If the commission went ahead with the pilot program, they would “effectively place ourselves in the position of licensing communities,” he said, “and I don’t think that’s a step or a process we’ve witnessed before in the commission’s tenure.”

Instead, the working group of cannabis commissioners and municipal leaders can focus on final licensing regulations that would allow patrons to purchase and consume cannabis products on site. After the regulations are established, municipalities will have to decide by referendum or bylaw adoption to allow social consumption.

“We will learn from other jurisdictions, carefully consider the input we will collect, and our goal  is to get it right the first time,” Stebbins said, “so we can stand by the thoroughness of the process and offer some sustainability and confidence in the process as we go forward.”

Though the pilot was conceived with good intentions and targeted social equity applicants – who come from communities that have been disproportionately harmed by marijuana prohibition and enforcement – its elimination may do more to achieve those goals, advocates said.

The Equitable Opportunities Now coalition asked the commission to ditch the pilot program. The volunteer group, which pushes for cannabis market participation for Black and brown communities, said doing so would be “in the interest of avoiding overly burdensome regulations, removing artificial and unnecessary barriers, respecting local control, advancing the commission’s licensing prerogative, and providing clarity to potential entrepreneurs from disparately harmed communities and their potential host communities.”

The chair of the cannabis commission, Shannon O’Brien, cautioned that the state oversight board needs to be “nimble” enough to quickly address any problems that arise during the initial licensing process, lest it end up in a situation like cannabis delivery. She said the commission is just now revisiting the delivery regulatory infrastructure under which, “frankly, there have only been a couple of participants who’ve been able to make this successful.”

All commissioners except Kimberly Roy voted to eliminate the pilot program language from the commission’s recreational marijuana regulations. Roy voted “present.”

“I don’t have enough information around public health, public safety,” she said at the meeting. “And to say that we should not walk before we run – I just feel that we’re taking kind of a different approach.”

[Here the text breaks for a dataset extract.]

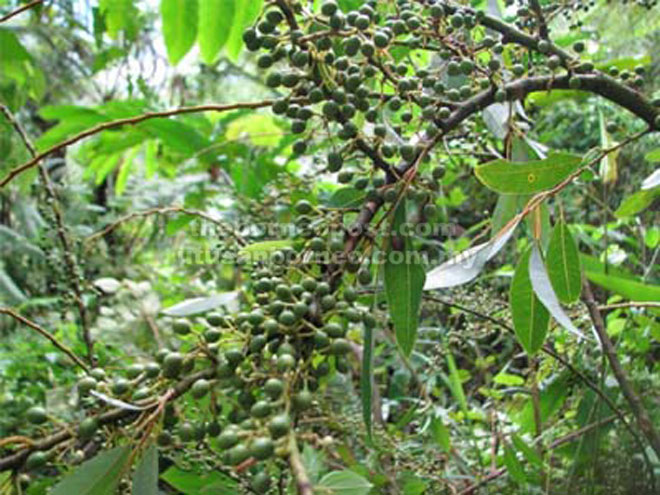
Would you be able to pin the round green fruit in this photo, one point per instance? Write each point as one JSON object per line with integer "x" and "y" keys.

Interested parties will have time to weigh in on regulations before the formal regulatory process starts up, said Commissioner Nurys Camargo. The commission will host two in-person public listening sessions and a virtual session in June, she said.

Other states’ efforts around social consumption could be illustrative, said O’Brien. Colorado has a roughly comparable population size to Massachusetts, though it is less dense and urban, but has only seen three social consumption businesses come online since it legalized the practice in 2020.

Each state is different, Camargo noted. California is further ahead, Colorado is still working through its framework, and Nevada is just rolling out new social consumption policies. Across states, access to capital is still a huge factor when it comes to opening a cannabis business, Camargo said.

Plus, there are concerns about ventilation for vaping indoors and second-hand smoke impacts from smoking a joint outside on a patio, since regulations recommend keeping smoke outdoors. Commissioners are also mulling how social consumption sites will interact with local zoning, as well as how best to combat existing barriers for equity applicants. It leaves the working group with a full plate to consider.

“The licensing types, the zoning, the air quality, all that stuff – trust me, it’s probably keeping us up at night right now,” Camargo said. “But all that stuff will be addressed within the regs.”